108 milyonu aşkın kişinin zorla yerinden edildiği dünyada, Türkiye; tüm devletler arasında en çok sayıda mülteci ve göçmene ev sahipliği yaparken gerek doğu, gerekse batı sınırlarında küresel göçün en çetrefilli sorunlarıyla yüz yüze gelmektedir. Türkiye’nin bulunduğu coğrafyada, komşusu olan birçok devlet, ilgili politikaları nedeniyle yoğun şekilde göçe ve sığınma ihtiyacına sebep olmaktadır. Buna istinaden iç savaş, baskıcı rejimler ve çeşitli zulüm riskleri nedeniyle Türkiye’ye gelen kişi sayısı yüksekliğini korumaktadır.

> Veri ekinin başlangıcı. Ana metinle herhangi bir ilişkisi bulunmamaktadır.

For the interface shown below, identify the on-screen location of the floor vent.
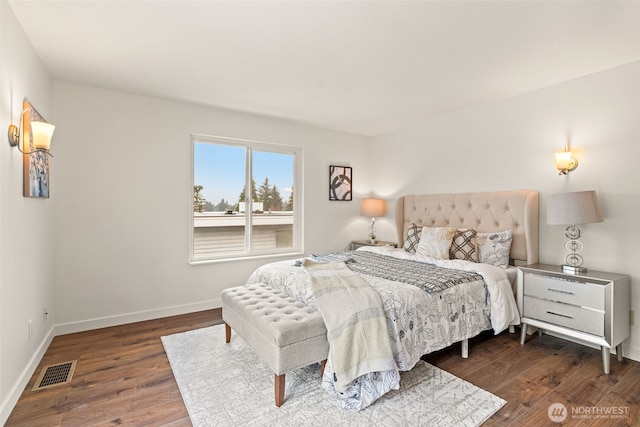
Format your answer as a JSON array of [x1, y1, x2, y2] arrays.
[[31, 360, 77, 391]]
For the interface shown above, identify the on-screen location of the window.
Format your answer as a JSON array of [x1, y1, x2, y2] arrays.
[[191, 136, 302, 261]]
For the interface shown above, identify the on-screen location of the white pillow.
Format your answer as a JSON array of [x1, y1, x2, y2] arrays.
[[416, 227, 456, 259], [476, 230, 513, 268]]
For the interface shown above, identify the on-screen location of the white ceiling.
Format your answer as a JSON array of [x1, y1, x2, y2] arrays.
[[9, 0, 640, 135]]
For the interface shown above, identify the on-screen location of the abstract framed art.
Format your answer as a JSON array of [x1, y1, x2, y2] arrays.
[[329, 165, 353, 201], [22, 99, 49, 199]]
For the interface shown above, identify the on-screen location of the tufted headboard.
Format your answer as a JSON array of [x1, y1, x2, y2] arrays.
[[396, 190, 538, 265]]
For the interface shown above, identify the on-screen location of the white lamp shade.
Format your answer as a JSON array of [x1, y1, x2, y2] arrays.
[[547, 190, 604, 225], [31, 121, 56, 150], [360, 199, 387, 217]]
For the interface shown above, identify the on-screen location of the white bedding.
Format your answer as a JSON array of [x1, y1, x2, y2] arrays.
[[247, 247, 519, 409]]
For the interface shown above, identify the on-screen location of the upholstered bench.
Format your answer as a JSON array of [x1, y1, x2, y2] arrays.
[[222, 283, 329, 406]]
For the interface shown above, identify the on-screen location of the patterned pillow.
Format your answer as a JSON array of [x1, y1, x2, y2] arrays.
[[476, 230, 513, 267], [402, 223, 422, 254], [449, 228, 478, 262], [416, 227, 456, 259]]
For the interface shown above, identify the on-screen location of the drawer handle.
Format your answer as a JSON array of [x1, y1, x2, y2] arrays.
[[547, 288, 575, 295], [547, 310, 573, 319]]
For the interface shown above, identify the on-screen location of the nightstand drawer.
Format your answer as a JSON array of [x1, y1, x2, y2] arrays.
[[524, 274, 605, 310], [524, 295, 604, 336]]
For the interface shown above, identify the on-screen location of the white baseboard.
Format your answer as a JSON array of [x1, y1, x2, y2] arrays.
[[0, 299, 222, 426], [0, 326, 55, 425], [55, 299, 222, 336]]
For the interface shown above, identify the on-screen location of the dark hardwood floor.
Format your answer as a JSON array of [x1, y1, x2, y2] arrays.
[[6, 309, 640, 427]]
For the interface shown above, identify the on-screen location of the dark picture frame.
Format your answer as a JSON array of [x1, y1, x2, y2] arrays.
[[329, 165, 353, 201]]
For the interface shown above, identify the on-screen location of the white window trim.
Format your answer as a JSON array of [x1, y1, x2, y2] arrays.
[[188, 133, 304, 265]]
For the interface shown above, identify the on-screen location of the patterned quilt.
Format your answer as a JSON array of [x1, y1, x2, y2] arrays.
[[247, 247, 519, 409]]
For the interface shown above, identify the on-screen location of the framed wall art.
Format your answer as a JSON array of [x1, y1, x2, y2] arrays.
[[22, 99, 49, 199], [329, 165, 353, 201]]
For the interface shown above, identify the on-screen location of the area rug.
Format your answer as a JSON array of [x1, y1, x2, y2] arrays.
[[162, 325, 506, 427]]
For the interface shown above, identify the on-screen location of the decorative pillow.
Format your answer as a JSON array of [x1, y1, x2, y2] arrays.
[[402, 223, 422, 254], [476, 230, 513, 267], [449, 228, 478, 262], [416, 227, 456, 259]]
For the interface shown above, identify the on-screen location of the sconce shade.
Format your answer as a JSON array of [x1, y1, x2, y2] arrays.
[[360, 199, 387, 217], [547, 190, 604, 225], [31, 121, 56, 150]]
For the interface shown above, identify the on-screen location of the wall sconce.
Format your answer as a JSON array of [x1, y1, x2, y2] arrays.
[[8, 109, 56, 157], [360, 199, 387, 243], [556, 145, 578, 175]]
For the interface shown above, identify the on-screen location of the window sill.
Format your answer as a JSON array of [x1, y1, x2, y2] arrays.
[[189, 252, 305, 265]]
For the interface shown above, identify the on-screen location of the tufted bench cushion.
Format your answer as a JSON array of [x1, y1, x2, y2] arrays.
[[222, 283, 329, 406]]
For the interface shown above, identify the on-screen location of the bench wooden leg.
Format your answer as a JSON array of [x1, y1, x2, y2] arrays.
[[224, 323, 231, 344], [274, 374, 285, 408]]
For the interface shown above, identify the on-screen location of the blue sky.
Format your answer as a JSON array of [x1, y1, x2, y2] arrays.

TC Anayasası ve Türkiye’nin taraf olduğu uluslararası insan hakları sözleşmeleri gereğince, hiçbir ayrım gözetmeden herkesin hakkının savunulması esas olmalıdır. Evlerini terk etmek zorunda kalan insanların hem ulusal hem de uluslararası mevzuatta temel haklarına erişiminin sağlanması, devletin görevi olduğu kadar barolar dâhil diğer sivil toplum aktörlerinin aktif şekilde rol alması gereken bir süreçtir. İstanbul Barosu bu sürecin yönetilmesinin güçlüklerinin farkındadır. Ancak bu zorlu sürecin sorumlusu olarak evlerini ve yaşamlarını terk ederek göç etmek zorunda bırakılan kişileri ya da hak savunucularını görmek yerine, kamu otoritelerinden göç alanında hem vatandaşların kaygılarını hem de insan haklarını gözeten şeffaf politikalar yürütülmesi talep edilmelidir.
Dünya mülteciler gününde, sanayileşmiş devletlerin, göç konusunu kirli bir pazarlığa çevirmeye çalıştığının bilinciyle; ancak bunun sorumluları arasında en son sırada bile yer almayacak, doğduğu toprakları terk etmek zorunda kalan kişileri hedef haline getirmeden, özellikle hassas grupları gözeterek, ayrımcılık yapmadan tüm insanların insan onuruna yaraşır bir hayat sürmesi gerektiğinin geniş toplum kesimleri tarafından savunulması ümidini taşıyoruz.